Of course at the heart of the injustices is a world system that is all about controlling human labour-power as a commodity. As the world economy becomes increasingly global, it is a crime that human beings are treated as criminals for wanting a better life. Tony Burke is quite right; no human being should be illegal. However, there is only one way to ensure this and that is to abolish immigration controls altogether. Democrats, humanitarians and socialists should campaign for a world without borders. Businessman and explorer Dick Smith has called for the end of all immigration controls, saying, "Borders are really – they’re immoral, really if you analyse it."

We live in a world where the shoe made in a Vietnamese sweat shop has more rights to travel than the woman who made it.

Burke made some nod towards this, saying that his review of Labor policy included looking at complementary protection for people who arrive in Australia who are not necessarily asylum seekers. He mentioned refugees from Pacific island nations affected by sea level changes and global warming.

Labor for Refugees is yet to adopt the consistent position of opposing all immigration controls. However, it does call for an end to mandatory detention. The ALP's current policy is for 90-days detention for health, identity and security checks.

Such a position is a nonsense.
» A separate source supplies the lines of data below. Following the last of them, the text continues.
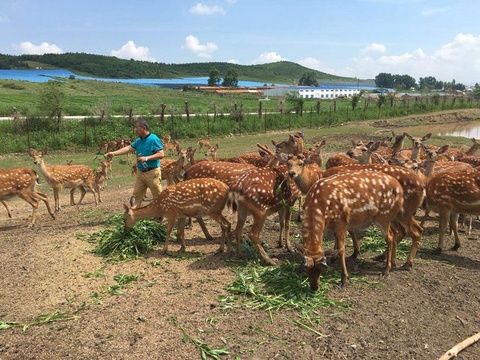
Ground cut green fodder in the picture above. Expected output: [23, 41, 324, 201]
[360, 226, 412, 260]
[88, 214, 166, 260]
[107, 274, 138, 295]
[0, 311, 78, 331]
[170, 316, 230, 360]
[219, 262, 356, 323]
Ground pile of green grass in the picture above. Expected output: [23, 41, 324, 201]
[219, 262, 351, 324]
[88, 214, 166, 260]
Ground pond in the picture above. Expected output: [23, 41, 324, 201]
[400, 121, 480, 139]
[0, 69, 282, 88]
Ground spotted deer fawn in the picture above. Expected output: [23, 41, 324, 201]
[0, 167, 55, 227]
[28, 148, 98, 211]
[227, 144, 301, 265]
[123, 178, 231, 253]
[302, 171, 403, 291]
[426, 170, 480, 253]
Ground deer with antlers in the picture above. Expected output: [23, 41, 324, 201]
[161, 149, 187, 186]
[124, 178, 231, 253]
[0, 167, 55, 227]
[227, 144, 300, 265]
[302, 171, 403, 291]
[197, 139, 212, 151]
[322, 164, 425, 270]
[426, 171, 480, 253]
[28, 148, 98, 211]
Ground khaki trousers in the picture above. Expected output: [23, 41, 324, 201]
[133, 167, 162, 207]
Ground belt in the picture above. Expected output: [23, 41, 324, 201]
[138, 167, 158, 172]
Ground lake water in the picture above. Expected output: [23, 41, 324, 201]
[0, 69, 287, 88]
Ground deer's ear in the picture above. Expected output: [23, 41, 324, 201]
[130, 196, 137, 207]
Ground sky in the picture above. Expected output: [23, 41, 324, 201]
[0, 0, 480, 85]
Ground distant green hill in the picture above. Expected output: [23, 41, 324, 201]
[0, 53, 371, 84]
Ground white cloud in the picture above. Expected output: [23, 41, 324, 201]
[13, 41, 64, 55]
[110, 40, 155, 62]
[360, 43, 387, 54]
[332, 33, 480, 85]
[182, 35, 218, 59]
[420, 7, 450, 17]
[252, 51, 287, 64]
[189, 3, 225, 16]
[297, 57, 335, 74]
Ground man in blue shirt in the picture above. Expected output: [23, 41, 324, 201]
[105, 120, 165, 207]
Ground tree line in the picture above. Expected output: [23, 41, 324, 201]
[375, 73, 470, 91]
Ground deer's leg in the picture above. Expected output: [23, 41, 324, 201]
[436, 210, 449, 253]
[88, 184, 101, 206]
[235, 207, 247, 258]
[297, 195, 303, 222]
[195, 217, 213, 240]
[70, 188, 75, 206]
[403, 216, 423, 270]
[177, 218, 187, 253]
[450, 214, 466, 251]
[161, 218, 178, 254]
[278, 206, 292, 252]
[35, 191, 55, 220]
[78, 185, 87, 205]
[211, 214, 232, 254]
[18, 191, 38, 227]
[348, 231, 360, 259]
[248, 214, 277, 265]
[53, 186, 62, 211]
[334, 228, 348, 286]
[2, 201, 12, 218]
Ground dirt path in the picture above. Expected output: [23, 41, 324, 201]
[0, 110, 480, 360]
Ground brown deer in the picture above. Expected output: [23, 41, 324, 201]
[325, 154, 358, 170]
[227, 144, 300, 265]
[392, 133, 432, 161]
[0, 167, 55, 227]
[377, 131, 407, 159]
[272, 131, 305, 155]
[93, 160, 108, 202]
[28, 148, 98, 211]
[302, 171, 403, 291]
[2, 201, 12, 219]
[198, 140, 212, 151]
[124, 178, 231, 253]
[447, 138, 480, 160]
[322, 164, 425, 270]
[426, 171, 480, 253]
[162, 149, 187, 186]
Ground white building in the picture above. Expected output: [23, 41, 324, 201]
[264, 85, 375, 100]
[296, 86, 360, 99]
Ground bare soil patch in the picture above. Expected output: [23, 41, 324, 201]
[0, 110, 480, 360]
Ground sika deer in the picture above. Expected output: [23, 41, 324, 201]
[93, 160, 108, 202]
[393, 133, 432, 161]
[28, 148, 98, 211]
[124, 178, 231, 253]
[162, 149, 187, 186]
[227, 149, 300, 265]
[302, 171, 403, 291]
[0, 167, 55, 227]
[1, 201, 12, 219]
[427, 171, 480, 253]
[322, 164, 425, 269]
[198, 140, 212, 150]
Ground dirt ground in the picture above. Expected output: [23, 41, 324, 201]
[0, 111, 480, 360]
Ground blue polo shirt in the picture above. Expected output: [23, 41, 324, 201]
[130, 133, 163, 169]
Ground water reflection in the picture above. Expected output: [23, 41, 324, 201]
[405, 121, 480, 139]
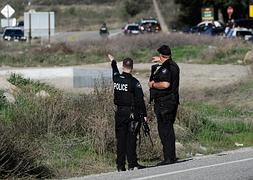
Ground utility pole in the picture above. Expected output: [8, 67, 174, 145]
[153, 0, 169, 33]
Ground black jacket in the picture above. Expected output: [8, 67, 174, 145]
[111, 60, 147, 117]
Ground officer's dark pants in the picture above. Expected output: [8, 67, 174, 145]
[115, 106, 137, 169]
[154, 101, 178, 162]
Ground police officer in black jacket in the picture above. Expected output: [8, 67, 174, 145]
[108, 54, 147, 171]
[149, 45, 180, 165]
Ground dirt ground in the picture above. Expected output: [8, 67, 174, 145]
[132, 63, 252, 90]
[0, 63, 252, 92]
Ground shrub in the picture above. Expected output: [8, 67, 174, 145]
[0, 124, 53, 179]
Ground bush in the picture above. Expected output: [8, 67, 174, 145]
[0, 124, 53, 179]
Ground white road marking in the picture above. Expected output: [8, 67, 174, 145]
[132, 158, 253, 180]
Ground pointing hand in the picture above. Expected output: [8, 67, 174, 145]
[108, 54, 114, 61]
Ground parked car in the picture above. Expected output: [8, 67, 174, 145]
[3, 27, 26, 41]
[234, 19, 253, 29]
[139, 18, 161, 32]
[183, 21, 225, 35]
[123, 24, 140, 35]
[231, 28, 253, 41]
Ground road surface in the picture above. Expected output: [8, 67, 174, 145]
[68, 147, 253, 180]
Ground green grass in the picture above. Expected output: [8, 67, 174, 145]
[183, 101, 253, 153]
[172, 45, 207, 62]
[41, 136, 115, 178]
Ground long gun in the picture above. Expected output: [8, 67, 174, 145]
[142, 118, 154, 147]
[149, 64, 161, 104]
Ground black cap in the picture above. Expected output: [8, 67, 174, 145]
[157, 45, 171, 56]
[123, 58, 134, 69]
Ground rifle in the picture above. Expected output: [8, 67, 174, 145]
[142, 118, 154, 147]
[149, 64, 161, 104]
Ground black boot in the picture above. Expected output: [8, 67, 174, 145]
[156, 159, 177, 166]
[128, 163, 147, 171]
[117, 167, 126, 172]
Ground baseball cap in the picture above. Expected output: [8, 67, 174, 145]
[157, 45, 171, 56]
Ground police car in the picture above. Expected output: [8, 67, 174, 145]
[3, 27, 27, 41]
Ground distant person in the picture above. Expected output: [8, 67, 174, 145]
[99, 23, 109, 36]
[148, 45, 180, 166]
[108, 54, 147, 171]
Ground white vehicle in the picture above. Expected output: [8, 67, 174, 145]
[231, 28, 253, 41]
[124, 24, 140, 35]
[197, 21, 224, 27]
[3, 27, 26, 41]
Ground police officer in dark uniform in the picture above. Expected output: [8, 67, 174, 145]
[108, 54, 147, 171]
[149, 45, 180, 165]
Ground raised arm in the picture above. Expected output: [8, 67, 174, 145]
[108, 54, 120, 78]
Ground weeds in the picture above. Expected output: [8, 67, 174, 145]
[0, 75, 253, 178]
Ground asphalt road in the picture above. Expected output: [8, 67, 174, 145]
[68, 147, 253, 180]
[52, 29, 122, 42]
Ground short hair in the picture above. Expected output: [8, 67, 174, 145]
[123, 58, 134, 69]
[157, 45, 171, 56]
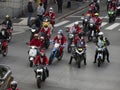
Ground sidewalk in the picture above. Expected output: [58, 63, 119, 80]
[0, 0, 89, 26]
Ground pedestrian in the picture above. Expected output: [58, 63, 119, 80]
[27, 1, 34, 26]
[56, 0, 63, 13]
[41, 0, 48, 11]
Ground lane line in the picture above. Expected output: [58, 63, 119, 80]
[106, 23, 120, 30]
[101, 22, 108, 27]
[65, 21, 82, 27]
[54, 20, 70, 27]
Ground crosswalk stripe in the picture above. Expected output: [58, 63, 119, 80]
[101, 22, 107, 27]
[106, 23, 120, 30]
[54, 20, 70, 27]
[65, 21, 82, 27]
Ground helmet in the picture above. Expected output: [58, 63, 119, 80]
[34, 34, 39, 37]
[40, 36, 44, 40]
[49, 7, 53, 12]
[10, 81, 17, 89]
[74, 21, 79, 26]
[40, 50, 45, 57]
[95, 13, 99, 16]
[5, 15, 10, 18]
[43, 23, 48, 27]
[98, 32, 104, 36]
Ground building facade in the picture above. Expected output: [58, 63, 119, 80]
[0, 0, 28, 18]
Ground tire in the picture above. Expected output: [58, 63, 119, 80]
[8, 34, 12, 42]
[68, 45, 72, 53]
[98, 58, 101, 67]
[49, 54, 53, 65]
[77, 57, 81, 68]
[30, 61, 33, 67]
[37, 78, 42, 88]
[2, 47, 8, 57]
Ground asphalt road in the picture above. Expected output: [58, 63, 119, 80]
[0, 0, 120, 90]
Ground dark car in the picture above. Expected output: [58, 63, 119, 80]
[0, 65, 13, 90]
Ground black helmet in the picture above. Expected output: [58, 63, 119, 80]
[11, 81, 17, 90]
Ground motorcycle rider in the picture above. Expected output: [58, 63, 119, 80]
[39, 23, 51, 39]
[2, 15, 12, 29]
[0, 27, 9, 52]
[108, 1, 117, 13]
[53, 30, 66, 57]
[34, 50, 49, 77]
[69, 35, 87, 65]
[69, 21, 82, 34]
[29, 34, 41, 47]
[7, 81, 19, 90]
[45, 7, 56, 27]
[94, 32, 110, 63]
[93, 13, 102, 32]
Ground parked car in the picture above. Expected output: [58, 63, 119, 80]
[0, 65, 13, 90]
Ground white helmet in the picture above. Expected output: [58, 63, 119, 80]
[98, 32, 104, 35]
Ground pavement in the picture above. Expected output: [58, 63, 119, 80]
[0, 0, 89, 26]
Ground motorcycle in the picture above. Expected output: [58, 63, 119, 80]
[30, 27, 39, 41]
[49, 43, 63, 65]
[69, 44, 86, 68]
[116, 4, 120, 16]
[0, 40, 8, 57]
[88, 22, 98, 41]
[43, 17, 53, 34]
[34, 65, 49, 88]
[67, 32, 74, 53]
[40, 32, 50, 49]
[97, 47, 104, 67]
[108, 10, 116, 23]
[28, 46, 38, 67]
[81, 16, 90, 35]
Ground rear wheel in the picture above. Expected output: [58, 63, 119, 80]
[49, 54, 53, 65]
[2, 47, 8, 57]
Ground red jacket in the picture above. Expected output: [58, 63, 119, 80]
[53, 36, 66, 45]
[40, 27, 50, 36]
[29, 38, 41, 47]
[34, 55, 48, 65]
[45, 12, 56, 19]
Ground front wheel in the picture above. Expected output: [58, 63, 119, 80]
[37, 78, 42, 88]
[77, 57, 81, 68]
[49, 54, 53, 65]
[30, 61, 33, 67]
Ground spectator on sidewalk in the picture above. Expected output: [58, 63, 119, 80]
[27, 1, 34, 26]
[37, 3, 45, 18]
[41, 0, 48, 12]
[56, 0, 63, 13]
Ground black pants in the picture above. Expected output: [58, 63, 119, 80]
[94, 48, 110, 63]
[58, 4, 62, 13]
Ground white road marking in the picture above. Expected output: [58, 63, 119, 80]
[106, 23, 120, 30]
[65, 21, 82, 27]
[101, 22, 108, 27]
[12, 31, 25, 35]
[68, 15, 120, 19]
[54, 20, 70, 27]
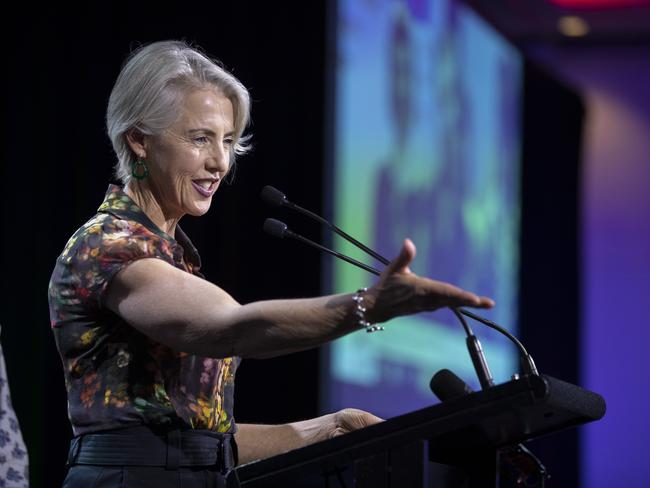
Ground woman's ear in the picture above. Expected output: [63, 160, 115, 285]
[124, 127, 147, 159]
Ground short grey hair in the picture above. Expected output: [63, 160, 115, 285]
[106, 41, 250, 185]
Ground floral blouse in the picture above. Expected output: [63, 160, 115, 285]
[49, 185, 239, 435]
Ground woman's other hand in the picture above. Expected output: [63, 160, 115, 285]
[321, 408, 383, 439]
[364, 239, 494, 323]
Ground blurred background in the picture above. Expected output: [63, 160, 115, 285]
[0, 0, 650, 487]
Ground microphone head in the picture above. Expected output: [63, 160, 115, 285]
[429, 369, 474, 402]
[263, 218, 287, 239]
[260, 185, 289, 207]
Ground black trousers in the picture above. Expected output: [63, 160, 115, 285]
[63, 426, 239, 488]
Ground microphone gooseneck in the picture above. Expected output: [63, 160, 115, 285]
[260, 185, 539, 380]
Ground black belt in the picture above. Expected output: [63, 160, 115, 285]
[68, 426, 237, 473]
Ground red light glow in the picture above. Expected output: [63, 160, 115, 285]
[548, 0, 650, 9]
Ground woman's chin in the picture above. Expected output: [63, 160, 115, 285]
[187, 202, 210, 217]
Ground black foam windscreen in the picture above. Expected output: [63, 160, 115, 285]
[429, 369, 474, 402]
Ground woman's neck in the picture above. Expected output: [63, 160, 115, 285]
[124, 180, 181, 237]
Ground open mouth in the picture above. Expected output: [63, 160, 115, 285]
[192, 179, 218, 197]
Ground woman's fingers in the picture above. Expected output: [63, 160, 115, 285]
[384, 239, 416, 275]
[334, 408, 383, 436]
[425, 280, 494, 309]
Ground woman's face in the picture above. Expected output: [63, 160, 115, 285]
[144, 89, 234, 217]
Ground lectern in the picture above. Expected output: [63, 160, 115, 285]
[237, 375, 605, 488]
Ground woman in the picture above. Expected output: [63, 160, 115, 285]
[49, 42, 492, 486]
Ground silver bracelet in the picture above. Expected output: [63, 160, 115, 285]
[352, 288, 384, 332]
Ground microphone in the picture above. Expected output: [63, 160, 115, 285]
[429, 369, 550, 487]
[429, 369, 474, 402]
[260, 185, 390, 264]
[260, 185, 539, 380]
[262, 219, 381, 276]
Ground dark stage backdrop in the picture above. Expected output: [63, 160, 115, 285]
[0, 0, 579, 487]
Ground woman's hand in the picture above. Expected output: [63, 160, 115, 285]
[235, 408, 382, 464]
[364, 239, 494, 323]
[321, 408, 384, 439]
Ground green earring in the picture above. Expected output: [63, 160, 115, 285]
[131, 159, 149, 180]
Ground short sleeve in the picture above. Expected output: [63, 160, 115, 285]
[50, 214, 174, 309]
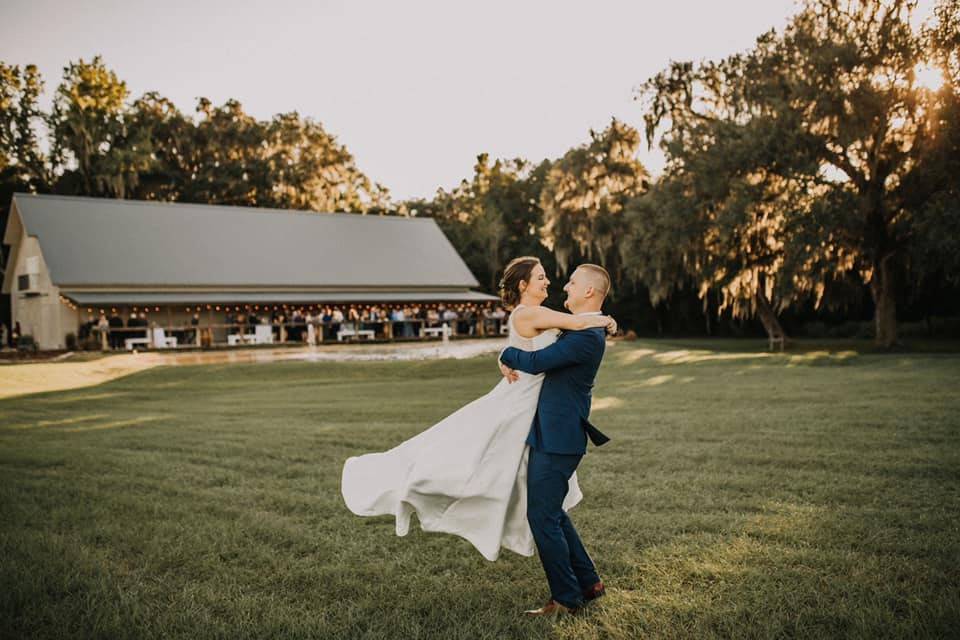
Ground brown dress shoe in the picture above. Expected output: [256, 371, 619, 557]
[523, 600, 577, 617]
[583, 580, 607, 602]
Health checks can be done upon arrival through x-rays for tuberculosis and blood tests for other illnesses. (Such illnesses should not be an excuse to deport, but as a basis for treatment in Australia.) Identity and security checks can be done in the community. There are suggestions that Burke can be won to such a policy. If the ALP can adopt a refugee policy that ends TPVs, allows for 'processing' of refugees in the community and increases the scope of complementary protection, much will have been won. However, we will still live in a world of borders where people are criminalised for wanting a better life.

The evening was a solid result for Labor 4 Refugees, which has been struggling to maintain momentum. The night needs to be followed up soon with a national convergence of ALP refugee activists in our preparations for ALP national conference.